Don King isn't shocked by what he's seen of Floyd Mayweather Jr.'s behavior in the last two weeks. He doesn't like it, and he's not about to condone it, but it didn't come as any great surprise to him.
Nor does the loquacious boxing promoter believe, however, that Mayweather's actions make him a despicable person.
On Sept. 1, Mayweather was best known as arguably the world's finest boxer, an outspoken, trash-talking character who clearly had become the sport's biggest draw. But on Sept. 2, he posted a bizarre, hate-filled rant on uStream.com against rival Manny Pacquiao, which he later apologized for.
As bad as that was, it got far worse a week later, when Josie Harris, his ex-girlfriend and the mother of three of his four children, alleged he assaulted her, stole her mobile telephone and threatened to have her and her new boyfriend "taken care of."
Mayweather was arrested Friday on a grand larceny charge related to Harris' missing telephone. On Monday, Las Vegas police released the report of the incident with Harris. In it, Mayweather's 10-year-old son, Koraun, describes watching his father hitting and kicking his mother. He also told police that a friend of his father's who was at the scene, James McNair, prevented him from leaving the home.
King, who had several well-publicized meetings with Mayweather in the middle of the summer in an attempt to convince the fighter to hire him as his promoter, condemned Mayweather's actions but not the man himself.
He called the rant and the domestic dispute "frustrations of the ghetto expressing themselves," and suggested Mayweather needed to be educated, not jailed.
"He grabbed onto sport to be able to escape," King said. "He's a master in his sport, but that don't make him a Rhodes scholar. He's not erudite in other things. No one can explain him unless they can understand him.
"When you're in the street, the jargon, the vernacular, is altogether different. You have to understand that. In order to bring change about, you need respectability and responsibility. You have to be able to be taught, and this is what Don King would be able to do with him because I understand where he's coming from. If you don't know where you're coming from, you don't know where you are going."
King suggested that a lot of Mayweather's problems stem from being an African-American man in a white-dominated society. He said Mayweather hasn't learned how to successfully work with other people and that he's struggling to deal with his fame and notoriety.
Mayweather's fame has only made the issue worse, King said.
"What you are seeing here are frustrations of the ghetto expressing themselves," King said. "It's nothing that is seriously wrong and it's nothing that isn't commonplace in the ghettos throughout the whole United States, throughout the 'hood. But Floyd, being one who has achieved and accomplished such a great deal, it's personified like he's the second coming."

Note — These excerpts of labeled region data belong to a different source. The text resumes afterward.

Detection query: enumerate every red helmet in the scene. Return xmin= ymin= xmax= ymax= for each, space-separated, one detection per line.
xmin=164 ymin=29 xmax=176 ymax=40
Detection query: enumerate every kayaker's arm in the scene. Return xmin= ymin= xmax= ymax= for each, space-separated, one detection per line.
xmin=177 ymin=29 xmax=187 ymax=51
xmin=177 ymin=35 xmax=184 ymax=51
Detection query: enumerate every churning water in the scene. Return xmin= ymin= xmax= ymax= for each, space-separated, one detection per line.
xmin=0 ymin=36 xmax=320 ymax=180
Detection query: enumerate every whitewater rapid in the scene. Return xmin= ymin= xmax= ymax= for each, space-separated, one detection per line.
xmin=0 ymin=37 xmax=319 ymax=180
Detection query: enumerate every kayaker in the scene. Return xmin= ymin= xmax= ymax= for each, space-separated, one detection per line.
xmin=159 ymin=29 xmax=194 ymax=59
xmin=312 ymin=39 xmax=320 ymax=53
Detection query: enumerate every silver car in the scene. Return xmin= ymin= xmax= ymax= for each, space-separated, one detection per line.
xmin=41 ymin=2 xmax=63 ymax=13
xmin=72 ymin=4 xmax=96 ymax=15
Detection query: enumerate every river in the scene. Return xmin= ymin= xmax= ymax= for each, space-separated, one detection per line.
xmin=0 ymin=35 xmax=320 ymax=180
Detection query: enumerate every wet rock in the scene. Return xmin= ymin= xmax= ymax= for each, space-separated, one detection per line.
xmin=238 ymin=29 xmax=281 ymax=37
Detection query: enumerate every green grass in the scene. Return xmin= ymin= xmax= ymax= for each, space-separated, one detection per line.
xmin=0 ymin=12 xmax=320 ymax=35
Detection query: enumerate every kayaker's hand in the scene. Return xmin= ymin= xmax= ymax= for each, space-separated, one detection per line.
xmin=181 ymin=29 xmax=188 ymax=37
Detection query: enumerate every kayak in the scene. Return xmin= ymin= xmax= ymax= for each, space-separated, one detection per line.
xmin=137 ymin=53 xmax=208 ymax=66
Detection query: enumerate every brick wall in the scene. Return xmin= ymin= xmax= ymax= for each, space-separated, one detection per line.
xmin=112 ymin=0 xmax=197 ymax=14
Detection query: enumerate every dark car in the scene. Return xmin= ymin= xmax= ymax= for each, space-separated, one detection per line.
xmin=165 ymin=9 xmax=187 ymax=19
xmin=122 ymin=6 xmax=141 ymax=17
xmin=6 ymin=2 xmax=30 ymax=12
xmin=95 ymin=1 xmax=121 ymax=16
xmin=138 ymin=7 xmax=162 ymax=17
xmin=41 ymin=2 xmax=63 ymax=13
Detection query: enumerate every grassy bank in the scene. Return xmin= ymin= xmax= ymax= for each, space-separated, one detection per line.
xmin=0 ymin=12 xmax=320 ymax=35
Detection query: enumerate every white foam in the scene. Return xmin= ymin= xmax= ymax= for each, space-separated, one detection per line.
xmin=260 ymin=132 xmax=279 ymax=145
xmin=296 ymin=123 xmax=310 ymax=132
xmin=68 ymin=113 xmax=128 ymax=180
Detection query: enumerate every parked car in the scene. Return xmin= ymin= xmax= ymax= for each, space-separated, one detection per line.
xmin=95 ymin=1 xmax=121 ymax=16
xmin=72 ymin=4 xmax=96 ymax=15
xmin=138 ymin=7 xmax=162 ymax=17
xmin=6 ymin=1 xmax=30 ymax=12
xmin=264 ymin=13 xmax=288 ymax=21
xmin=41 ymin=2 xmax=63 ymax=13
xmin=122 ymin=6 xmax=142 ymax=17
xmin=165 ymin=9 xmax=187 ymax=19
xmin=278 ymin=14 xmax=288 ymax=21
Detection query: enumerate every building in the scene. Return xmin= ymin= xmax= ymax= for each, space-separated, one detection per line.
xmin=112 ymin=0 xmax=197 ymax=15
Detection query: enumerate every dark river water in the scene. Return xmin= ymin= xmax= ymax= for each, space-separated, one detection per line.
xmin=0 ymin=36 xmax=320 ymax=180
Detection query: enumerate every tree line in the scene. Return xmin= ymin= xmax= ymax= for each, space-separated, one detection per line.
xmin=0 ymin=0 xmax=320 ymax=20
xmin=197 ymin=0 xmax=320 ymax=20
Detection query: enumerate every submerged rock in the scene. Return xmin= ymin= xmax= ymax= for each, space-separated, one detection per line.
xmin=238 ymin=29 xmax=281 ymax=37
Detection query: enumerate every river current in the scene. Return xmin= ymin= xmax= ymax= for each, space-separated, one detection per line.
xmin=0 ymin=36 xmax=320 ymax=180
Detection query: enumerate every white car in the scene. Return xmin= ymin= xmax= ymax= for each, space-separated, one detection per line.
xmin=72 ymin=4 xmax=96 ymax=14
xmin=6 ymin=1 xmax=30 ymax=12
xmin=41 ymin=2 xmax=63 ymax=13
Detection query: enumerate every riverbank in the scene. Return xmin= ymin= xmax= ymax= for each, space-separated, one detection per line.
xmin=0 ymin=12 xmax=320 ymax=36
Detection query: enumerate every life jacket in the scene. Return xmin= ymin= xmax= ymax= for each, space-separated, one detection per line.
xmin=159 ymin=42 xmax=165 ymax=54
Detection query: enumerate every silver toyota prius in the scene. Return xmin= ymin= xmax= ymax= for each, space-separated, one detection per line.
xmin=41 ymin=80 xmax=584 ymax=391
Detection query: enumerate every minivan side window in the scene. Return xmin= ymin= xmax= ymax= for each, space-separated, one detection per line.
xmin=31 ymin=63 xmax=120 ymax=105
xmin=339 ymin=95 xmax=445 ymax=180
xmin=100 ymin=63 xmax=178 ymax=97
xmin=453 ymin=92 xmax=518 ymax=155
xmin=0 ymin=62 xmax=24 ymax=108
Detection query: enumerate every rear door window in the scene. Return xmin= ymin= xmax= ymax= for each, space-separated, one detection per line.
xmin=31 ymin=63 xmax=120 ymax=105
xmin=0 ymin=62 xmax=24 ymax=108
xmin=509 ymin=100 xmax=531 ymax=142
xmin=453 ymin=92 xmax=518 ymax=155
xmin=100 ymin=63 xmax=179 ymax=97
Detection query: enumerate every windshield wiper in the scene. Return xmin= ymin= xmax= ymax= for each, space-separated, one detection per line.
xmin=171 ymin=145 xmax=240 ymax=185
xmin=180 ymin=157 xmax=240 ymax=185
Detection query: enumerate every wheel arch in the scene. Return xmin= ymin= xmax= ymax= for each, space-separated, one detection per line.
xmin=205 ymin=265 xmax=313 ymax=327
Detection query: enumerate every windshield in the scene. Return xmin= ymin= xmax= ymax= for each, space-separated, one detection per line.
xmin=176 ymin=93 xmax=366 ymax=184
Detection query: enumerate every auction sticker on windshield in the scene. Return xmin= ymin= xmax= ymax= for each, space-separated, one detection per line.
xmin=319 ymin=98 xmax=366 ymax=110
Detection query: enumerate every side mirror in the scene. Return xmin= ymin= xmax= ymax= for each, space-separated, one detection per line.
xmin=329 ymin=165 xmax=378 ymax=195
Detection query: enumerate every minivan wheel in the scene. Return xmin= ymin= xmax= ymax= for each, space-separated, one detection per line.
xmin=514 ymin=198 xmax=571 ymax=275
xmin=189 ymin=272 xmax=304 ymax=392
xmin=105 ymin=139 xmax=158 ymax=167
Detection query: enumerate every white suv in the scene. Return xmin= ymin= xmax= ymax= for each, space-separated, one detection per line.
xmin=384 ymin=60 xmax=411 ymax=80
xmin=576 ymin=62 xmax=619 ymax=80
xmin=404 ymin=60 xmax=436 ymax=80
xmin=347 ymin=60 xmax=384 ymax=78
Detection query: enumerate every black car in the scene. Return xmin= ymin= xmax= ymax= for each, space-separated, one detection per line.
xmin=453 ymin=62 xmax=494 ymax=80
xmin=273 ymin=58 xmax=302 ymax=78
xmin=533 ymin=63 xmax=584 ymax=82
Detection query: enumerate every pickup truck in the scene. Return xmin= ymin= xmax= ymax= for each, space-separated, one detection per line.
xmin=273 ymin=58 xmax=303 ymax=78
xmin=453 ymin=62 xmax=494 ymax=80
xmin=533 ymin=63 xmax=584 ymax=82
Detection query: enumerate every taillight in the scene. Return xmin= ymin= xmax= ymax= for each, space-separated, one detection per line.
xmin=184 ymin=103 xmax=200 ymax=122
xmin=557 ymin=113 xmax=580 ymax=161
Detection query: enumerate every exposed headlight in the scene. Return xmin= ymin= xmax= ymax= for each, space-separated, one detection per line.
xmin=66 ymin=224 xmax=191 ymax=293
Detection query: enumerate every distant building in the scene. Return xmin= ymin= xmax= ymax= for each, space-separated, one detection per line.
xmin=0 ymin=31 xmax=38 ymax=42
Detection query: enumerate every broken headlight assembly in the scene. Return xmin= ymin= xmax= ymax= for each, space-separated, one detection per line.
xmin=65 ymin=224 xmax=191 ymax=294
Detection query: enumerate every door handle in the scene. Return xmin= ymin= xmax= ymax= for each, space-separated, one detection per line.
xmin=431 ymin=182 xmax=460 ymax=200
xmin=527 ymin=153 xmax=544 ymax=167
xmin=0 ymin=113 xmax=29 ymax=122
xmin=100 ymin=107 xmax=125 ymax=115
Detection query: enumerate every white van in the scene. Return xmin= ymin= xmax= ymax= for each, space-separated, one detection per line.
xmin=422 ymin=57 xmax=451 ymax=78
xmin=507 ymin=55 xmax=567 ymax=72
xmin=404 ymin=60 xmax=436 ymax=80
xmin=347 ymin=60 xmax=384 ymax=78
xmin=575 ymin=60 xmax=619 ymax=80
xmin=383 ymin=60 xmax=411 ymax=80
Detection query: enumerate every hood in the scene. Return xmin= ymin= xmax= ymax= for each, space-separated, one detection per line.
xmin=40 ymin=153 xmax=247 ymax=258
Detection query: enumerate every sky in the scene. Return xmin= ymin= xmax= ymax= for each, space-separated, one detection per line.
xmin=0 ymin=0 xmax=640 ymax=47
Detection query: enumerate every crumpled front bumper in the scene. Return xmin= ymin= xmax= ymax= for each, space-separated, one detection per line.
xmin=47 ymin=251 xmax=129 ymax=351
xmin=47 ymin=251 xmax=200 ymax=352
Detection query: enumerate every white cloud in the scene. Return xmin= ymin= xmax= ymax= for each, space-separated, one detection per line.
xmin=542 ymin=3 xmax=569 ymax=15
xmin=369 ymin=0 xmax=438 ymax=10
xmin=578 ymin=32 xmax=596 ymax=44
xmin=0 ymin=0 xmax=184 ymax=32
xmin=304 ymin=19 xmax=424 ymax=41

King said young African-American men often have a difficult time understanding their responsibilities. He said those are lessons he learned long ago and would like to impart to Mayweather.

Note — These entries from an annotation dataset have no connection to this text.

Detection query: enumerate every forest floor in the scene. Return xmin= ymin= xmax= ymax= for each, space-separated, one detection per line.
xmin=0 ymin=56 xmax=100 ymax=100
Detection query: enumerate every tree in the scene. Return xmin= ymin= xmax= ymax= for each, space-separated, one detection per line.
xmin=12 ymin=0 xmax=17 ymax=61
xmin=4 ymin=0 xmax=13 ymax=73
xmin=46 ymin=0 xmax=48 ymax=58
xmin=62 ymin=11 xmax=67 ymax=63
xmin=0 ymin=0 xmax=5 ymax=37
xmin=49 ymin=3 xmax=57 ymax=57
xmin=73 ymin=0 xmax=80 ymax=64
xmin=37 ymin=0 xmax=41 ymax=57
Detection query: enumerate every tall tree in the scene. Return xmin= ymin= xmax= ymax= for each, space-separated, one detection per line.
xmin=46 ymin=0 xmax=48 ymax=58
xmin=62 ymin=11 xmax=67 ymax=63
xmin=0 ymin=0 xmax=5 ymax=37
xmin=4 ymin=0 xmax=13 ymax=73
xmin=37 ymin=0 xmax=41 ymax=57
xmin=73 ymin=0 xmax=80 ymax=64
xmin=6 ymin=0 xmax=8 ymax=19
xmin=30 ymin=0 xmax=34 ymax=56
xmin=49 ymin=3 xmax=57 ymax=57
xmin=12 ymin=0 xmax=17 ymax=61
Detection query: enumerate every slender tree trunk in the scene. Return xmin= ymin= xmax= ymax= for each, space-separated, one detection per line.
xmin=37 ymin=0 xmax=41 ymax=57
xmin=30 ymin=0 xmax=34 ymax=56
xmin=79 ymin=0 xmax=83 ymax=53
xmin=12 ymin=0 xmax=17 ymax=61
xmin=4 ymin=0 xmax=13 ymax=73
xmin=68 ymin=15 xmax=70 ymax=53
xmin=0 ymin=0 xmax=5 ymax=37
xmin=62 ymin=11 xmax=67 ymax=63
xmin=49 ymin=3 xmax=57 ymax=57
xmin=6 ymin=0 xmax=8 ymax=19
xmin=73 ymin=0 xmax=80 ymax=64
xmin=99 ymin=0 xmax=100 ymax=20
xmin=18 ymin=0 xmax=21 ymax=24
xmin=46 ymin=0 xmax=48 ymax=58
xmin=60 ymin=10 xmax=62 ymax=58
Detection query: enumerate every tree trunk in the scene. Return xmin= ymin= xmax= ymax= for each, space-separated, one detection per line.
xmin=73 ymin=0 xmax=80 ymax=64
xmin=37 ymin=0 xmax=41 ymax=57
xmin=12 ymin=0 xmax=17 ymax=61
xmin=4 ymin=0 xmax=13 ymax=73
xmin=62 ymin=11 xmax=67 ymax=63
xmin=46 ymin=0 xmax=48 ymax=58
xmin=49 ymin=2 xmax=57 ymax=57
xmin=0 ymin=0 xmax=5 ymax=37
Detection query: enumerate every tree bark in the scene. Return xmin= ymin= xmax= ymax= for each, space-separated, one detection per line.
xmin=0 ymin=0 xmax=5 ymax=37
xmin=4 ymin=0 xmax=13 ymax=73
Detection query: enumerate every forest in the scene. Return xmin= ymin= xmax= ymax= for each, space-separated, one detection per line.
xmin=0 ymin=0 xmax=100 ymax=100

Being a man means more than just being a world-class boxer, King said.
"He takes one thing from manhood – he can throw a left hook, a right hand and a right cross – and he's superb at that," King said. "But manhood takes more than a left hook, a right hand and a right cross. It takes respect for your elders. It takes respect for women. Your Mama was a woman. We must respect women. There ain't no men dropping babies, least not that I know of. But this is all about education.
"He has sharpened his skills in the talent of fighting. He has become a fighting machine, one of the best in the world. But he didn't sharpen his skills, with no one to tell him, about morality, about being able to deal with people and being able to understand that you are your brother's keeper and that you can do this without being a punk. In the ghetto, they say, if you can't take care of your woman, you ain't nothing. It's a misconstrument of his manly obligations and responsibilities, based upon a guideline that has been here for hundreds of years."
King promoted former heavyweight champion Mike Tyson after Tyson was released from prison after serving three years on a rape conviction. Five of Tyson's first six bouts after his release were on pay-per-view, which averaged an astounding 1.52 million sales.
He had a rocky relationship with Tyson, though, and Tyson eventually sued him, though the two recently reconciled. King said he could help Mayweather iron out his problems and remain the dominant force in boxing because he alone among boxing promoters understands the roots of Mayweather's problems.
"I am one of those who has mastered the situation of working with people," King said. "I never got mad at the white man for what he did to the black man, because I got a PhD in caucasianism and I graduated summa cum laude. The only way you can understand [Mayweather] is to walk in his shoes. When you walk in his shoes, then you're able to bring about change, because it's direly needed. Change is in the air, but you have to pick them up and let them gradually understand that what is happening is wrong and that this is right.
"You're right to condemn his actions, based on your perspective and your education and the life you've lived. … Having fame, acclaim and affluence doesn't mean he's gained the knowledge and understanding of peoplehood. People need each other. You have to have respect for each other. It brings along with that a responsibility to have respect, being able to contain yourself, having discipline, being able to understand that the world is not centered upon you. It is not I, I, I. It is we, us, togetherness. I can bring this knowledge to him, because I have walked in his shoes and been where is."